Consistent outperformance compared to Chain-of-Thought prompting.
Effective across multiple datasets and model families.
Abstract
Assessing ways in which Language Models can reduce their hallucinations and improve the outputs' quality is crucial to ensure their large-scale use. However, methods such as fine-tuning on domain-specific data or the training of a separate \textit{ad hoc} verifier require demanding computational resources (not feasible for many user applications) and constrain the models to specific fields of knowledge.
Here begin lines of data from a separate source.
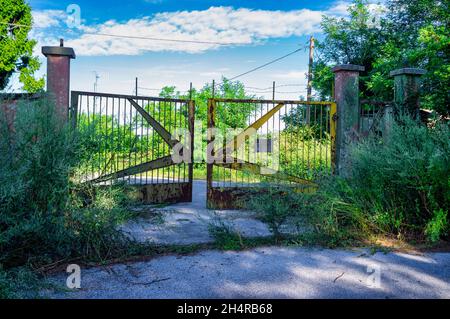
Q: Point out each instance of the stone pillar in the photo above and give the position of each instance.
(58, 76)
(346, 95)
(406, 90)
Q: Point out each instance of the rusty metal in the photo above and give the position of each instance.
(229, 182)
(131, 139)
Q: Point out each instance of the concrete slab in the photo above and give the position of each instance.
(188, 223)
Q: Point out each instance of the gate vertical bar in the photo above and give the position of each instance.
(73, 109)
(333, 120)
(191, 146)
(210, 149)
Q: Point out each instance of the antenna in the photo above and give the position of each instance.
(97, 77)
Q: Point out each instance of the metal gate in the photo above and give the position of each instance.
(254, 142)
(131, 139)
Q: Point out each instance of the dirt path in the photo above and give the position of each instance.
(270, 272)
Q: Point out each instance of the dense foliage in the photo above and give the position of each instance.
(45, 213)
(402, 34)
(397, 186)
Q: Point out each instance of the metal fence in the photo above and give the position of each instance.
(131, 138)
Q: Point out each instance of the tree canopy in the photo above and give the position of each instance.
(404, 34)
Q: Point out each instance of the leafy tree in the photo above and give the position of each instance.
(419, 36)
(407, 34)
(350, 41)
(16, 49)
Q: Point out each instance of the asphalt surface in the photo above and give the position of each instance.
(269, 272)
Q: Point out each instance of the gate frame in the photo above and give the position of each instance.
(153, 193)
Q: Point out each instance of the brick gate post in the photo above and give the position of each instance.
(58, 76)
(346, 95)
(406, 90)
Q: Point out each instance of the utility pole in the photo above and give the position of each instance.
(273, 91)
(136, 86)
(309, 88)
(96, 87)
(96, 81)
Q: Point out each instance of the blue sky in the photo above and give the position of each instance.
(258, 31)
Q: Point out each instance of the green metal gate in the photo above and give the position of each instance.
(254, 142)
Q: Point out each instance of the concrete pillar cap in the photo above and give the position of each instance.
(61, 51)
(348, 67)
(408, 71)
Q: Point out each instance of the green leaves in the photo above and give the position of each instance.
(409, 34)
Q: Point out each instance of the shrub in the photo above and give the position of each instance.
(404, 180)
(398, 186)
(275, 205)
(45, 213)
(225, 237)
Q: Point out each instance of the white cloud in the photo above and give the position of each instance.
(48, 18)
(293, 75)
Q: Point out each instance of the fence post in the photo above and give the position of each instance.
(346, 95)
(58, 76)
(406, 90)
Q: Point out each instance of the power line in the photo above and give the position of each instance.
(262, 66)
(134, 37)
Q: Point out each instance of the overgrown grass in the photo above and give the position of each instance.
(397, 186)
(46, 213)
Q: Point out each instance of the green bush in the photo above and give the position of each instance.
(225, 237)
(398, 185)
(46, 214)
(275, 206)
(402, 181)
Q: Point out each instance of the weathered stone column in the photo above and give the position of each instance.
(58, 76)
(346, 95)
(406, 90)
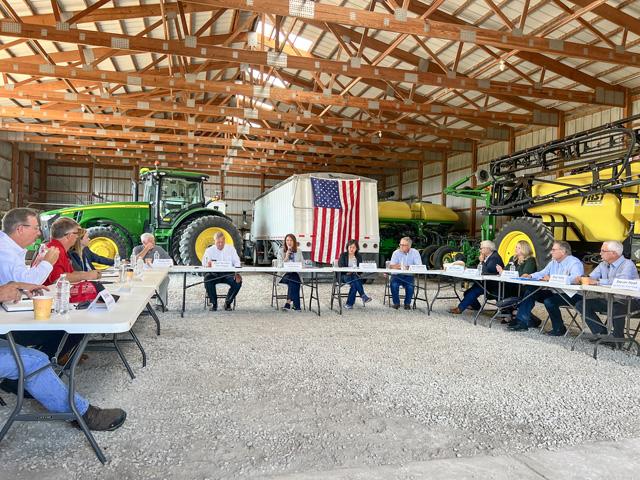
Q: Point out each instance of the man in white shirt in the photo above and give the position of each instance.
(20, 228)
(219, 252)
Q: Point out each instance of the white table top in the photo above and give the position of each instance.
(118, 320)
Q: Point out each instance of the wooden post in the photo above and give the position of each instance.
(32, 175)
(15, 156)
(474, 183)
(443, 179)
(420, 179)
(42, 190)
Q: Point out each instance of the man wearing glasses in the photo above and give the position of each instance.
(612, 266)
(20, 229)
(400, 260)
(562, 263)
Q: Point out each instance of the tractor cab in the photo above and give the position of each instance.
(171, 193)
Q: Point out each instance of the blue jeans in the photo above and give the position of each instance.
(355, 287)
(470, 298)
(405, 281)
(552, 302)
(212, 279)
(293, 282)
(45, 386)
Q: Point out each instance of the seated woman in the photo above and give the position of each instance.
(352, 258)
(82, 257)
(292, 280)
(525, 263)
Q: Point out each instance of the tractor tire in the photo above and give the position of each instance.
(427, 255)
(107, 241)
(198, 235)
(529, 229)
(443, 255)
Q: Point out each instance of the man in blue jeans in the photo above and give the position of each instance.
(45, 386)
(400, 260)
(490, 259)
(562, 263)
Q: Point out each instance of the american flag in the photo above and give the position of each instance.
(336, 217)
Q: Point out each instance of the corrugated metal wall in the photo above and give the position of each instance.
(459, 165)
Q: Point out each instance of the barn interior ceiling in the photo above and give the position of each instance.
(277, 87)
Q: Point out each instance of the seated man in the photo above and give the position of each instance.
(562, 263)
(223, 253)
(45, 386)
(147, 252)
(490, 260)
(402, 258)
(613, 266)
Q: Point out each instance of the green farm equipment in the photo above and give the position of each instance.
(173, 209)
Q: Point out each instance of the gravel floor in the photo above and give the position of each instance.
(256, 392)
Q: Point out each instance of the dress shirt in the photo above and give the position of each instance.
(62, 265)
(412, 257)
(227, 254)
(570, 266)
(13, 267)
(622, 268)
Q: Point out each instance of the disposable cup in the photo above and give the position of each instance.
(42, 307)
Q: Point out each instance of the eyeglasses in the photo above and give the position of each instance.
(35, 227)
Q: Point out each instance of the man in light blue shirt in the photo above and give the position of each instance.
(562, 263)
(401, 259)
(20, 228)
(613, 266)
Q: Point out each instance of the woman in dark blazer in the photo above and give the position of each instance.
(352, 258)
(81, 256)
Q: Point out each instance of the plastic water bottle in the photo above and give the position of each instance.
(63, 288)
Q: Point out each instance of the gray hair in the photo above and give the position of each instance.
(146, 236)
(407, 239)
(614, 246)
(488, 244)
(16, 217)
(564, 246)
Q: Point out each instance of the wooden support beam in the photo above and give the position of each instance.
(445, 31)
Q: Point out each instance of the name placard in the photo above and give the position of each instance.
(454, 268)
(368, 265)
(162, 263)
(626, 284)
(417, 268)
(292, 265)
(107, 298)
(221, 264)
(509, 274)
(560, 279)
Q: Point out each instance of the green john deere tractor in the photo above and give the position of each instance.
(173, 208)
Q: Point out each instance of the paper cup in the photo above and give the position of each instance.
(42, 307)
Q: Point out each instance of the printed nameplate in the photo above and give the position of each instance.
(560, 279)
(626, 284)
(509, 274)
(417, 268)
(219, 264)
(162, 263)
(368, 266)
(454, 268)
(292, 265)
(107, 298)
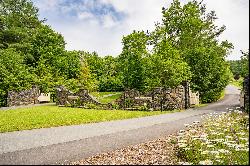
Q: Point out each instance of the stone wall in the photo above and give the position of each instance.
(23, 97)
(66, 97)
(157, 99)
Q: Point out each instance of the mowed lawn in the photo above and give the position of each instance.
(52, 116)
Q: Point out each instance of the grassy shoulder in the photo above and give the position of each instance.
(221, 139)
(53, 116)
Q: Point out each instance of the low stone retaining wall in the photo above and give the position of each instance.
(159, 98)
(66, 97)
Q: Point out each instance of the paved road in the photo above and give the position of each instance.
(70, 143)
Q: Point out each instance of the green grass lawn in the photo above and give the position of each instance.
(104, 98)
(238, 83)
(52, 116)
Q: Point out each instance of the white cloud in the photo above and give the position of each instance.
(86, 32)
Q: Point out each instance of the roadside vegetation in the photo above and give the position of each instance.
(221, 139)
(52, 116)
(106, 97)
(32, 53)
(238, 83)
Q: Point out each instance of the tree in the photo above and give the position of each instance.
(14, 74)
(244, 60)
(192, 31)
(130, 60)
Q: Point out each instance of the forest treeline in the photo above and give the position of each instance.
(184, 46)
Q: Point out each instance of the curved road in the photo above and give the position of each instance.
(61, 145)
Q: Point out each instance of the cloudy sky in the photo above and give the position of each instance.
(98, 25)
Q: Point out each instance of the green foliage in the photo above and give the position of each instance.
(219, 140)
(240, 68)
(245, 63)
(14, 74)
(166, 68)
(131, 60)
(52, 116)
(192, 31)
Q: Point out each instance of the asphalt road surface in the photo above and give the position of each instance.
(61, 145)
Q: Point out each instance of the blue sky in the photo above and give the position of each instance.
(99, 25)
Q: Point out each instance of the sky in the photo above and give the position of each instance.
(99, 25)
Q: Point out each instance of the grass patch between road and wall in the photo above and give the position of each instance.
(52, 116)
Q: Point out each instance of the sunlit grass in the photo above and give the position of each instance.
(52, 116)
(221, 139)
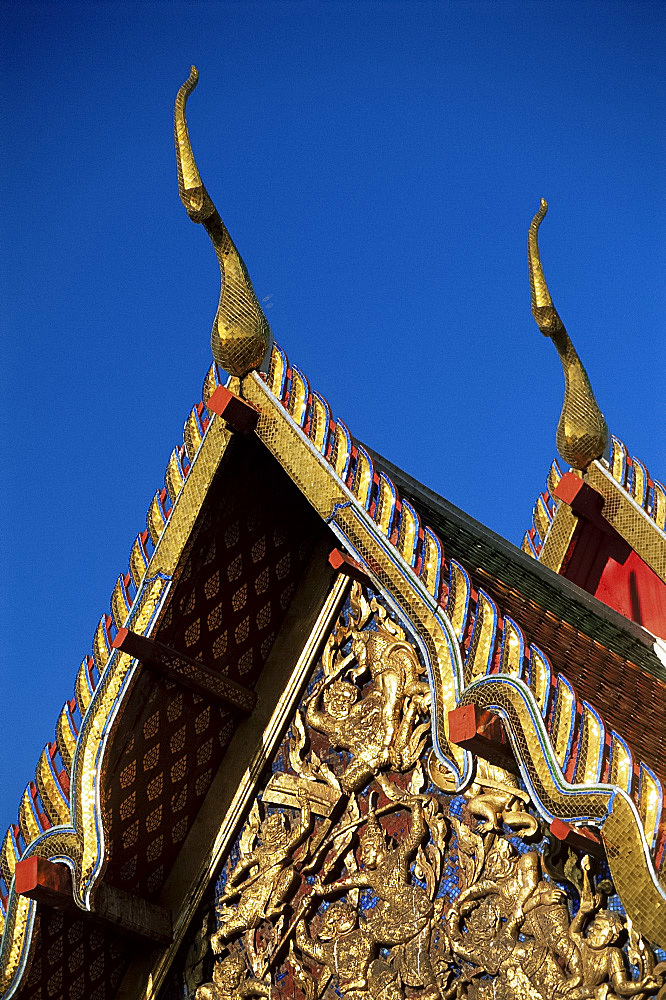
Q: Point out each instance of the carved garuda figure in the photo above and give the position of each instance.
(378, 726)
(365, 882)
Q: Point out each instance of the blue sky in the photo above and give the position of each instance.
(378, 165)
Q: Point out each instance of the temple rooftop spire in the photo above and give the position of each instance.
(241, 335)
(582, 435)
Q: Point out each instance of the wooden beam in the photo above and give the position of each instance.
(240, 414)
(184, 670)
(577, 837)
(343, 563)
(50, 883)
(482, 733)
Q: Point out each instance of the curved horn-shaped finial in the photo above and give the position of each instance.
(241, 335)
(582, 434)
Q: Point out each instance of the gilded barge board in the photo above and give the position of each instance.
(639, 888)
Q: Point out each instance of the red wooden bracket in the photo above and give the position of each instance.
(584, 500)
(340, 561)
(182, 669)
(483, 734)
(50, 883)
(45, 881)
(240, 414)
(578, 837)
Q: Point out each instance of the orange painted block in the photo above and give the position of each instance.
(241, 415)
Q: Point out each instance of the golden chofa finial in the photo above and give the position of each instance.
(582, 434)
(241, 335)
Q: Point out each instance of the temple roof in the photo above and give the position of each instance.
(506, 609)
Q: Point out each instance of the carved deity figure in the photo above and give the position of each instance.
(378, 727)
(516, 900)
(263, 878)
(231, 981)
(604, 970)
(495, 797)
(404, 911)
(344, 949)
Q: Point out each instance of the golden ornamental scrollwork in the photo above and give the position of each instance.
(356, 876)
(582, 434)
(241, 335)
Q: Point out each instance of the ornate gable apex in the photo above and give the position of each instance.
(253, 502)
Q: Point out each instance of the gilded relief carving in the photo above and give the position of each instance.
(356, 875)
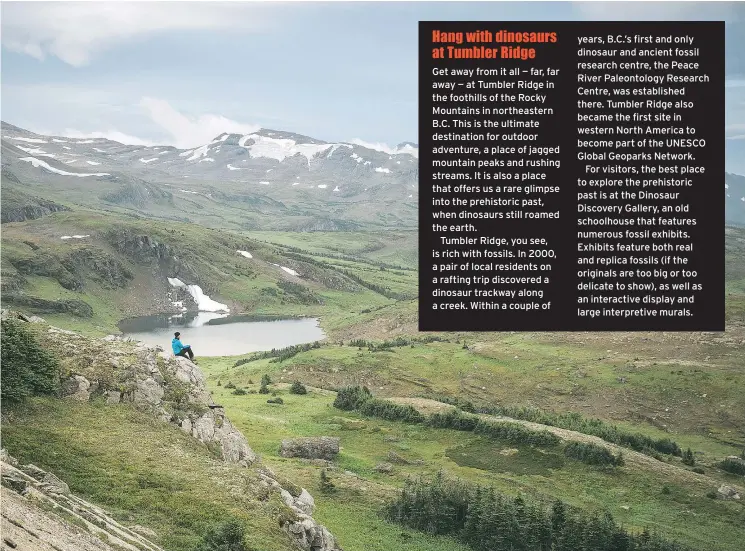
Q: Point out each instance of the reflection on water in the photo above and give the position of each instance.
(216, 334)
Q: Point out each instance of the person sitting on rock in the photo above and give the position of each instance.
(180, 349)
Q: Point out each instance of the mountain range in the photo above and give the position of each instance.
(302, 183)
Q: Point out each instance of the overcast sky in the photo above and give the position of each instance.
(181, 73)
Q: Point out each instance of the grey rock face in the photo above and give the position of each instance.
(172, 388)
(31, 493)
(314, 447)
(77, 387)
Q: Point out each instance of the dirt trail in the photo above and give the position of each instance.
(631, 457)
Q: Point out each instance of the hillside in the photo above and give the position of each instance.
(136, 431)
(278, 225)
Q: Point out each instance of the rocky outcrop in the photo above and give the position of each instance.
(18, 206)
(727, 492)
(299, 523)
(40, 514)
(314, 447)
(171, 388)
(74, 307)
(121, 370)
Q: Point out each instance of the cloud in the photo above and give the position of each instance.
(191, 132)
(75, 31)
(113, 135)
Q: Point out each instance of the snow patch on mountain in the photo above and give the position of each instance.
(204, 302)
(401, 149)
(35, 151)
(38, 163)
(280, 148)
(30, 140)
(196, 153)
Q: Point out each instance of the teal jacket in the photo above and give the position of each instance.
(178, 346)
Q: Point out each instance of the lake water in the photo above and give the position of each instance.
(212, 334)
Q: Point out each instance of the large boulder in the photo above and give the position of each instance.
(727, 492)
(313, 447)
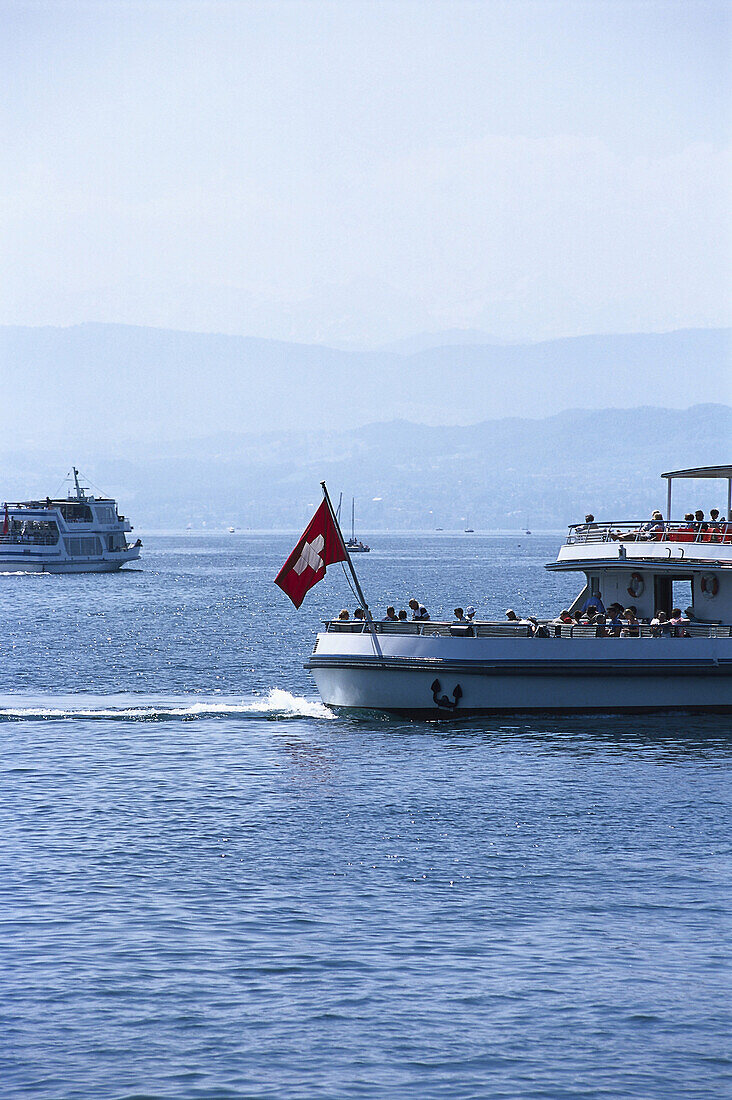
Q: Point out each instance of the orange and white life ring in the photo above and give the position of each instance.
(636, 585)
(709, 585)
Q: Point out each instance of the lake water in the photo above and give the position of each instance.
(212, 888)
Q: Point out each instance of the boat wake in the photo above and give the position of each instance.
(276, 704)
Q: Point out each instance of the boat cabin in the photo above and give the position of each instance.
(658, 563)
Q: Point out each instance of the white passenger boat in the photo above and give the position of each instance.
(79, 534)
(353, 545)
(437, 670)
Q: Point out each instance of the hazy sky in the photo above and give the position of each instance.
(359, 172)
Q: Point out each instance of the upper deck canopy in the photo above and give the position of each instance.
(724, 472)
(701, 472)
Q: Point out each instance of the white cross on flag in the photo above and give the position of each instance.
(319, 546)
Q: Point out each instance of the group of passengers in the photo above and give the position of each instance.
(419, 614)
(619, 622)
(714, 529)
(614, 622)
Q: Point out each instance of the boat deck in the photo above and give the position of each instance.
(430, 629)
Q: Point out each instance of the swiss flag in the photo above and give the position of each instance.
(319, 546)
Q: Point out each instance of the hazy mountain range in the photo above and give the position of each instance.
(498, 473)
(107, 385)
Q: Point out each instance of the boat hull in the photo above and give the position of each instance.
(30, 563)
(572, 677)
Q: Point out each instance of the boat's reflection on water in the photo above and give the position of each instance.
(678, 734)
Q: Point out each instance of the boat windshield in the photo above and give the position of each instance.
(31, 532)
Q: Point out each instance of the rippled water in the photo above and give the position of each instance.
(214, 888)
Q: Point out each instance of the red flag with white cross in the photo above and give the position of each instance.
(320, 545)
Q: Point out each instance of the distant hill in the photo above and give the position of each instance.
(101, 383)
(501, 473)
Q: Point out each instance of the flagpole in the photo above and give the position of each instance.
(359, 591)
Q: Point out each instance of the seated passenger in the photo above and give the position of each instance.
(615, 624)
(593, 604)
(631, 624)
(677, 622)
(686, 532)
(714, 526)
(418, 611)
(659, 626)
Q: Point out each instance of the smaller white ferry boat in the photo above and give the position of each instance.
(353, 545)
(79, 534)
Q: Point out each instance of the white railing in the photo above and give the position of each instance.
(649, 530)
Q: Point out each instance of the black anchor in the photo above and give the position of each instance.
(444, 701)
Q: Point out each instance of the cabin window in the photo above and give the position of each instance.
(76, 513)
(683, 593)
(83, 547)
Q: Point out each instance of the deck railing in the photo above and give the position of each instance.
(35, 540)
(651, 530)
(550, 629)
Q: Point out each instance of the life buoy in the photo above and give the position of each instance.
(709, 585)
(636, 585)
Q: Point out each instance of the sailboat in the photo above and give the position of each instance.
(353, 545)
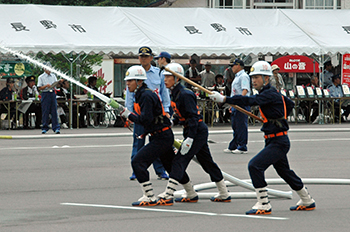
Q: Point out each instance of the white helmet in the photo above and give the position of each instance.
(136, 72)
(261, 68)
(175, 67)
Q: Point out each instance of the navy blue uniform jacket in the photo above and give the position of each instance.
(271, 104)
(150, 115)
(184, 103)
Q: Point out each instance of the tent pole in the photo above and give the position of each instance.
(71, 61)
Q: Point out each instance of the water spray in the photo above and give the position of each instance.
(103, 98)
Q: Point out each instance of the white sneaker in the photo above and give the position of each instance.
(239, 152)
(64, 126)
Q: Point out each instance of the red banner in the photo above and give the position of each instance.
(345, 69)
(296, 64)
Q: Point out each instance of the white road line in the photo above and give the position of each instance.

In this thesis, we propose a dialectic pipeline that preserves LLMs' generalization abilities while improving the quality of its answer via self-dialogue, enabling it to reflect upon and correct tentative wrong answers. We experimented with different pipeline settings, testing our proposed method on different datasets and on different families of models. All the pipeline stages are enriched with the relevant context (in an oracle-RAG setting) and a study on the impact of its…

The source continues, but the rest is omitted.